Group 2 Members:

  • Dayna Karls
  • Ryan Herrington
  • Cody Nelson
  • Nick Mitchinson
  • Ethan Yu

Descriptions of Questions:

Given a player with a known height and weight, what offensive position (QB, RB, WR, TE, or OL) are they most likely to play in the NFL?

This data and models will be helpful for deciding a new position for players that need a position change in the NFL. Position changes are common in the NFL in order to best use players’ skills effectively. With these models, coaches should be able to plug in a player’s height and weight and get a position recommendation for the player.

In [15]:
import pandas as pd

data = pd.read_csv('Basic_Stats.csv')
data.head()
Out[15]:
Age Birth Place Birthday College Current Status Current Team Experience Height (inches) High School High School Location Name Number Player Id Position Weight (lbs) Years Played
0 NaN Grand Rapids , MI 5/23/1921 Notre Dame Retired NaN 3 Seasons 71.0 NaN NaN Evans, Fred NaN fredevans/2513736 NaN 185.0 1946 - 1948
1 NaN Dayton , OH 12/21/1930 Dayton Retired NaN 1 Season 70.0 NaN NaN Raiff, Jim NaN jimraiff/2523700 NaN 235.0 1954 - 1954
2 56.0 Temple , TX 9/11/1960 Louisiana Tech Retired NaN 1 Season 74.0 NaN NaN Fowler, Bobby NaN bobbyfowler/2514295 NaN 230.0 1985 - 1985
3 30.0 New Orleans , LA 9/30/1986 LSU Retired NaN 5 Seasons 73.0 NaN NaN Johnson, Quinn NaN quinnjohnson/79593 NaN 255.0 2009 - 2013
4 25.0 Detroit , MI 3/31/1992 Central Michigan Active Pittsburgh Steelers 3rd season 77.0 Clintondale HS Clinton Twp.,Macomb Co., MI Walton, L.T. 96.0 l.t.walton/2552444 DE 305.0 NaN

Variables:

The columns we are interested in from this dataset are: Name, Player ID, Position, Height (inches), and Weight (lbs).

We will be finding the predicted position for each players, to test the effectiveness of models for choosing a position for players with a specific height and weight.

Methods:

We will first have to clean the data, specifically the position column since the dataset only has positions for current players.
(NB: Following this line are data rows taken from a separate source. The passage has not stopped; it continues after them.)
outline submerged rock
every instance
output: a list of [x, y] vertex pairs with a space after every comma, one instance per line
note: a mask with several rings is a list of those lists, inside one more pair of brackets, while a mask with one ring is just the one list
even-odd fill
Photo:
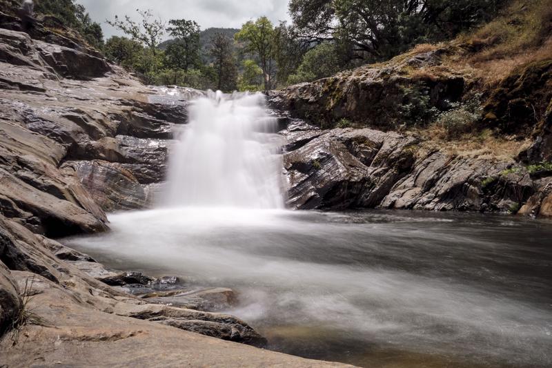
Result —
[[[3, 251], [0, 244], [0, 254]], [[14, 321], [18, 320], [22, 307], [23, 302], [11, 273], [0, 261], [0, 339], [13, 327]]]

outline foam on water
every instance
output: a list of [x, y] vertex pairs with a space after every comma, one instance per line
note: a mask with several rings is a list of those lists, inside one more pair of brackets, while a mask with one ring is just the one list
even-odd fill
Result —
[[170, 155], [163, 204], [281, 209], [279, 138], [261, 94], [194, 100]]

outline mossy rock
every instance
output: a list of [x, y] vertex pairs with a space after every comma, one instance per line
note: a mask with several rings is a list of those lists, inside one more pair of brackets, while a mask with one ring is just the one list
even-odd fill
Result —
[[483, 124], [506, 134], [527, 134], [540, 125], [552, 97], [552, 59], [515, 69], [493, 91]]

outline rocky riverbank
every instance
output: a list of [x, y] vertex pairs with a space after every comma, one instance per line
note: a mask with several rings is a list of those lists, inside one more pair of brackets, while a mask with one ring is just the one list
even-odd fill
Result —
[[269, 93], [289, 122], [289, 204], [552, 216], [552, 59], [489, 85], [452, 64], [473, 47], [426, 46]]
[[[526, 146], [515, 157], [468, 154], [402, 122], [422, 107], [465, 110], [476, 95], [477, 77], [444, 70], [451, 52], [413, 51], [269, 93], [286, 139], [289, 206], [552, 215], [552, 177], [537, 164], [551, 159], [552, 64], [516, 68], [478, 97], [479, 124], [493, 129], [480, 145]], [[173, 132], [203, 93], [145, 86], [68, 30], [22, 32], [0, 12], [2, 364], [336, 365], [235, 344], [264, 338], [217, 313], [231, 291], [167, 289], [166, 280], [106, 270], [53, 240], [107, 231], [106, 213], [149, 206]], [[536, 121], [523, 119], [531, 106], [544, 106]]]
[[202, 311], [231, 302], [230, 290], [114, 273], [52, 239], [148, 206], [173, 126], [203, 93], [144, 86], [63, 30], [20, 24], [0, 12], [2, 365], [335, 366], [233, 342], [265, 340]]

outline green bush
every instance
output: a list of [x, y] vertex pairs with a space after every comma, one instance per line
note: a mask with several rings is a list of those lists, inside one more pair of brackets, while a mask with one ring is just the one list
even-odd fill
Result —
[[481, 95], [477, 94], [464, 102], [451, 104], [451, 109], [440, 113], [437, 124], [444, 128], [446, 139], [453, 140], [471, 131], [483, 110]]
[[527, 166], [527, 171], [530, 174], [536, 174], [540, 171], [552, 171], [552, 162], [543, 161], [538, 164], [529, 165]]
[[333, 75], [340, 70], [335, 45], [324, 42], [305, 54], [297, 70], [288, 78], [288, 84], [312, 81]]

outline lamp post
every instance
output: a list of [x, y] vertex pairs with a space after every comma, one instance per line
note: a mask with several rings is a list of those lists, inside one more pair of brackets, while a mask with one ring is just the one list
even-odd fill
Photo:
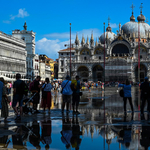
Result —
[[70, 23], [70, 80], [71, 80], [71, 23]]
[[[69, 46], [70, 47], [70, 79], [71, 79], [71, 72], [72, 72], [72, 68], [71, 68], [71, 47], [73, 47], [74, 44], [71, 44], [71, 23], [70, 23], [70, 44], [65, 44], [64, 46]], [[68, 71], [67, 71], [67, 75], [68, 75]]]

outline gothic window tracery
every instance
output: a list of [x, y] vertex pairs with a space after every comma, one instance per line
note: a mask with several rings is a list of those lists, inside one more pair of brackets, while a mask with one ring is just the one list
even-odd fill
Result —
[[88, 49], [84, 49], [81, 51], [81, 55], [90, 55], [90, 51]]
[[97, 48], [97, 49], [95, 49], [95, 51], [94, 51], [94, 54], [95, 55], [99, 55], [99, 54], [102, 54], [103, 53], [103, 49], [102, 48]]

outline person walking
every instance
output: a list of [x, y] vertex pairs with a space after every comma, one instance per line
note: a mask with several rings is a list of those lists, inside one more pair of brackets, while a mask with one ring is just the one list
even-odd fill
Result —
[[51, 109], [51, 89], [52, 85], [49, 83], [49, 78], [45, 79], [45, 84], [42, 86], [43, 90], [43, 95], [42, 95], [42, 107], [44, 109], [45, 113], [45, 108], [48, 107], [48, 113], [50, 113]]
[[69, 104], [71, 102], [71, 95], [72, 95], [72, 90], [71, 90], [71, 81], [70, 81], [70, 76], [66, 76], [66, 80], [64, 80], [61, 84], [62, 87], [62, 98], [63, 98], [63, 103], [62, 103], [62, 113], [64, 112], [64, 108], [66, 105], [67, 112], [69, 112]]
[[[80, 81], [79, 81], [79, 76], [76, 76], [76, 84], [73, 84], [72, 90], [72, 108], [73, 108], [73, 113], [74, 114], [80, 114], [78, 111], [78, 106], [80, 102]], [[76, 110], [76, 111], [75, 111]]]
[[10, 102], [8, 97], [7, 97], [7, 88], [5, 86], [5, 81], [4, 78], [0, 78], [0, 81], [3, 82], [3, 93], [2, 93], [2, 110], [1, 110], [1, 117], [4, 118], [4, 122], [8, 122], [7, 121], [7, 117], [8, 117], [8, 103]]
[[127, 104], [127, 99], [129, 100], [129, 104], [132, 110], [132, 114], [133, 114], [133, 104], [132, 104], [132, 96], [131, 96], [131, 85], [130, 85], [130, 81], [128, 79], [126, 79], [125, 84], [119, 84], [118, 87], [123, 87], [124, 90], [124, 97], [123, 97], [123, 101], [124, 101], [124, 113], [126, 114], [127, 110], [126, 110], [126, 104]]
[[39, 111], [37, 110], [37, 106], [40, 101], [40, 89], [42, 87], [42, 84], [39, 83], [40, 80], [41, 77], [37, 76], [36, 79], [33, 81], [34, 85], [33, 85], [33, 90], [31, 91], [33, 95], [36, 93], [36, 95], [33, 97], [33, 109], [35, 110], [34, 113], [39, 113]]
[[2, 108], [3, 82], [0, 81], [0, 109]]
[[145, 81], [141, 84], [140, 90], [141, 90], [141, 100], [142, 100], [141, 119], [143, 120], [144, 119], [144, 106], [145, 106], [146, 101], [148, 105], [147, 110], [148, 110], [148, 114], [150, 117], [150, 84], [148, 82], [148, 77], [145, 77]]
[[[22, 115], [22, 104], [23, 104], [23, 93], [24, 93], [24, 81], [20, 80], [21, 75], [19, 73], [16, 74], [16, 81], [13, 84], [13, 102], [12, 107], [17, 115], [15, 120], [21, 120]], [[17, 102], [19, 102], [20, 113], [17, 110]]]

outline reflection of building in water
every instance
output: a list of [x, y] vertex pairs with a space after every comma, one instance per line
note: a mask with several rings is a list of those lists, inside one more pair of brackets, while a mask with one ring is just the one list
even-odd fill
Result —
[[[91, 115], [92, 116], [92, 115]], [[86, 117], [87, 118], [87, 117]], [[130, 119], [130, 116], [129, 118]], [[128, 120], [128, 124], [131, 124], [130, 120]], [[120, 125], [118, 126], [113, 126], [111, 125], [112, 123], [117, 124], [120, 122]], [[99, 117], [99, 120], [97, 118], [92, 118], [89, 117], [85, 121], [79, 121], [80, 127], [82, 130], [82, 135], [85, 136], [90, 136], [91, 139], [93, 140], [94, 134], [99, 134], [102, 136], [105, 140], [106, 143], [108, 144], [108, 149], [113, 142], [118, 142], [119, 143], [119, 131], [121, 131], [125, 126], [123, 123], [121, 123], [121, 120], [113, 120], [112, 116], [106, 116], [106, 124], [104, 125], [104, 120], [103, 118]], [[133, 125], [131, 128], [131, 142], [129, 144], [129, 149], [138, 149], [139, 148], [139, 133], [141, 133], [141, 128], [137, 127], [136, 125]], [[121, 149], [122, 146], [125, 146], [122, 143], [119, 143], [119, 149]]]
[[[133, 8], [133, 7], [132, 7]], [[137, 21], [133, 15], [129, 22], [121, 26], [117, 33], [112, 32], [108, 19], [105, 34], [99, 40], [94, 41], [84, 36], [79, 41], [75, 39], [75, 47], [72, 48], [72, 75], [77, 74], [81, 81], [104, 81], [104, 47], [106, 56], [105, 81], [124, 81], [127, 77], [133, 82], [138, 81], [138, 28], [140, 26], [140, 78], [150, 77], [150, 26], [145, 22], [145, 16], [141, 14]], [[105, 42], [104, 42], [105, 41]], [[104, 44], [105, 43], [105, 44]], [[59, 52], [58, 78], [64, 78], [69, 71], [70, 50], [63, 49]]]

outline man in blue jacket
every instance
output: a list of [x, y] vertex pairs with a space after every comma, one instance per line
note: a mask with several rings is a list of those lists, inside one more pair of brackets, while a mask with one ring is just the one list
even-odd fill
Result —
[[148, 105], [148, 107], [147, 107], [148, 114], [150, 112], [150, 85], [148, 82], [148, 77], [145, 77], [145, 81], [141, 84], [140, 90], [141, 90], [141, 100], [142, 100], [141, 119], [143, 120], [144, 119], [144, 106], [145, 106], [146, 101], [147, 101], [147, 105]]

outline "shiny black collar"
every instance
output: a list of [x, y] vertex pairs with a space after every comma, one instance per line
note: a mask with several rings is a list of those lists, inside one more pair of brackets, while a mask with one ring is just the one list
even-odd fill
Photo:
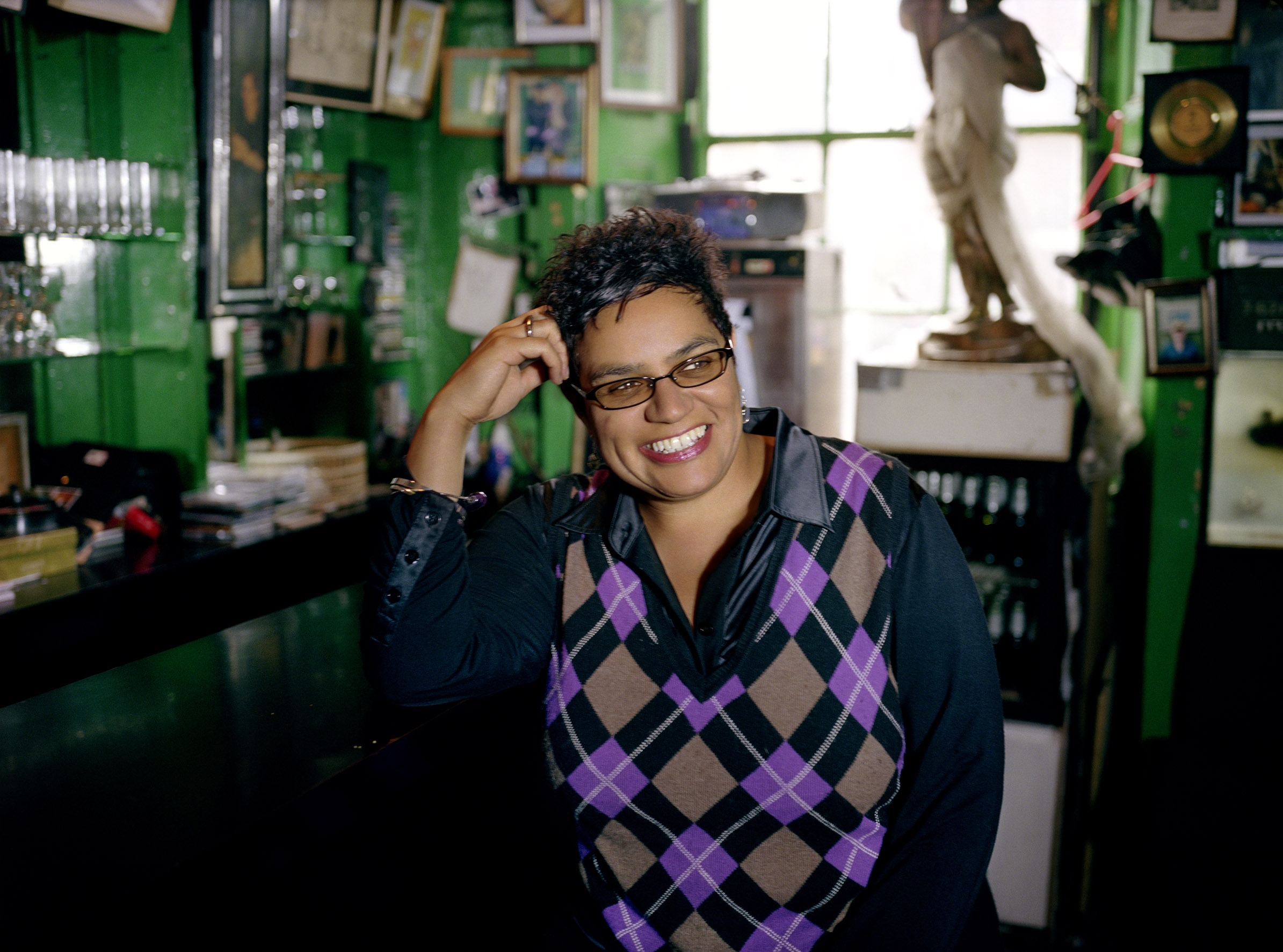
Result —
[[[775, 457], [760, 512], [770, 511], [790, 522], [829, 529], [824, 467], [815, 436], [775, 407], [751, 409], [744, 432], [775, 438]], [[621, 558], [629, 557], [644, 531], [633, 489], [618, 479], [607, 480], [598, 493], [572, 506], [565, 516], [554, 520], [554, 525], [571, 532], [606, 532], [611, 548]]]

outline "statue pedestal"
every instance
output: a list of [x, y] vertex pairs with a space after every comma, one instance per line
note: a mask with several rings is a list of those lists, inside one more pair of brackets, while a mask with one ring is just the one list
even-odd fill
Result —
[[1065, 361], [983, 363], [871, 354], [857, 364], [856, 440], [887, 453], [1069, 459]]

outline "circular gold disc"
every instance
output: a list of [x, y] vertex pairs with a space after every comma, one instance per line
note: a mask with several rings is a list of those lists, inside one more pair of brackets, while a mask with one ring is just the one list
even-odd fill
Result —
[[1220, 86], [1206, 80], [1178, 82], [1153, 104], [1150, 135], [1159, 150], [1182, 166], [1197, 166], [1224, 149], [1238, 126], [1238, 109]]

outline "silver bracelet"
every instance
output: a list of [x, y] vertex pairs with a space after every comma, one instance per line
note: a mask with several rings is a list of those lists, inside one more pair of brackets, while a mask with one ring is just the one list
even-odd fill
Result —
[[394, 493], [436, 493], [438, 495], [444, 495], [452, 503], [458, 506], [464, 512], [476, 512], [482, 506], [486, 504], [488, 497], [485, 493], [472, 493], [470, 495], [454, 495], [452, 493], [441, 493], [431, 486], [425, 486], [414, 480], [403, 480], [396, 477], [391, 481], [391, 490]]

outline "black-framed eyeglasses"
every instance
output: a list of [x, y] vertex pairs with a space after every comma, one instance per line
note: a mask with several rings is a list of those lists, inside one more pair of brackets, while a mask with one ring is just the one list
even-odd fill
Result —
[[688, 390], [693, 386], [711, 384], [726, 372], [734, 355], [735, 352], [731, 348], [718, 348], [686, 358], [662, 377], [625, 377], [624, 380], [611, 380], [591, 390], [580, 390], [574, 384], [571, 387], [585, 400], [591, 400], [602, 409], [626, 409], [654, 396], [654, 387], [661, 380], [671, 380]]

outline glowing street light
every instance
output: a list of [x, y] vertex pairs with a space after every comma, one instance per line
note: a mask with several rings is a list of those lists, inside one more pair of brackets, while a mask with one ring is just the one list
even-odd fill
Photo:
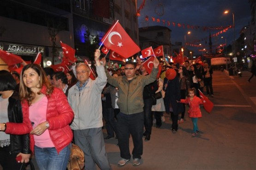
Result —
[[[224, 12], [224, 14], [226, 14], [229, 13], [228, 10], [226, 10]], [[234, 29], [234, 58], [236, 58], [236, 47], [235, 47], [235, 42], [236, 42], [236, 32], [235, 30], [235, 14], [234, 12], [232, 13], [232, 16], [233, 17], [233, 28]], [[235, 68], [236, 70], [237, 69], [237, 63], [235, 62]]]

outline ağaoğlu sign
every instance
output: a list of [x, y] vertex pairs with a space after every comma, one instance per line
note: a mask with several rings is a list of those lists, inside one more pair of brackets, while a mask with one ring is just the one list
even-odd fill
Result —
[[3, 50], [16, 55], [36, 56], [38, 52], [43, 53], [43, 47], [23, 44], [3, 43]]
Since the data set is large, and we want positions to be accurate, it makes the most sense to drop the examples with missing position data.

Next, we will need to use one-hot encoding on the remaining position data to make columns for each individual offensive position.

Our model will need to be a classifier. The two best options for this would be k-NN and Decision Tree algorithms, so we will create a model for both and determine which performs better while tuning the size of k and tree depth.